Betsey Walsh
Professor Santos
ENGL 102_037
02 March 2018
Blog Post #6
This week in class, we were asked to finish reading the book “Eating the Landscape,” by Enrique Salmón. The last chapter of the book, “The Whole Enchilada,” the author talks about how he is “a member of a small group of fortunate scholars, writers, activists, meditation instructors, and nonprofit leaders that comprises the faculty for the Center for Whole Communities.” The faculty was debating whether or not to change the name of the center, and a woman named Helen “suggested the phrase ‘whole enchilada’ as a way to tell what the Center is all about; it’s about including everything in how we approach environmental justice, social justice, ecological protection, economic concerns, and all the rest of the human and natural world issues that are being attacked, threatened, and oppressed” (155 Salmón).

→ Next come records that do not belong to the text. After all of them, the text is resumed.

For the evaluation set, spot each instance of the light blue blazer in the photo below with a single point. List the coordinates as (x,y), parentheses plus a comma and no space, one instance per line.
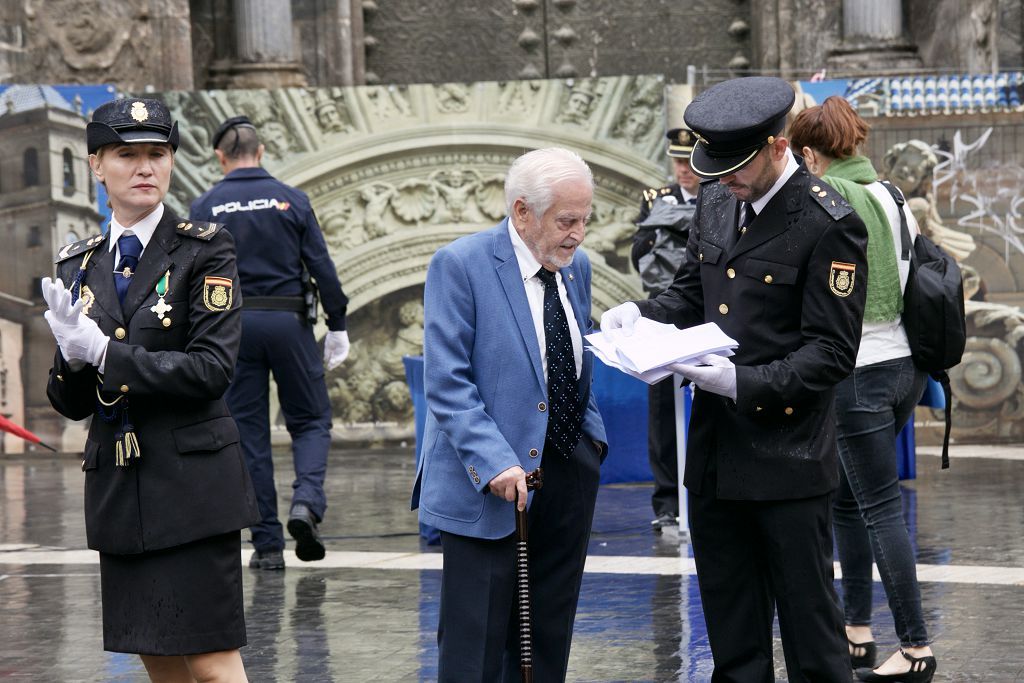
(485,389)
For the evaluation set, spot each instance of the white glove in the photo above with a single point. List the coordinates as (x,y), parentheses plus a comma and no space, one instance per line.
(624,315)
(335,348)
(80,339)
(711,373)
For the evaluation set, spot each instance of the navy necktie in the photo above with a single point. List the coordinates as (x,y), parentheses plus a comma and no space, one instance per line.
(747,216)
(564,412)
(131,249)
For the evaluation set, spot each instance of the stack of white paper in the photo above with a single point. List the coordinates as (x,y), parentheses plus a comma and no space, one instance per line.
(645,353)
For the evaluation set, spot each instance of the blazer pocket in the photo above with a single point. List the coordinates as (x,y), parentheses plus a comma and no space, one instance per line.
(90,457)
(207,436)
(770,272)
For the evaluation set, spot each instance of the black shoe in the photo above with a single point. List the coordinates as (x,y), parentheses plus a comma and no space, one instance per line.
(922,671)
(664,520)
(302,526)
(266,559)
(862,654)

In the beginning of the chapter, he talks about his Rarámuri heritage and how they work together in a process called iwígara, which is the interconnectedness and cycling of all there is. “If one aspect of the lasso is removed, the integrity of the circle is threatened, and all other aspects are weakened. In iwígara, all is bound, connected, and affected by a sharing breath.” While reading, I came across the author talking about David Abram and how he “simplified a description of the phenomenon when he wrote in The Spell of the Sensuous that ‘we are human only in contact, and conviviality, with what is not human’” (157 Salmón). I thought this was interesting because today, we as people seem to be having less and less contact with other humans. With social media and technology, it is so much quicker and easier to just send someone a text or a snap, or even call them. This way, people will not have to talk to someone face to face. This can also relate to food and agriculture. For example, the Rarámuri, they make sure that they take care of the crops and protect them like they are their own child. With just an average person, they usually do not care where the food came from or what it took to get the food. They only care about how long it will take for the food to get to them and what they are going to make using that crop.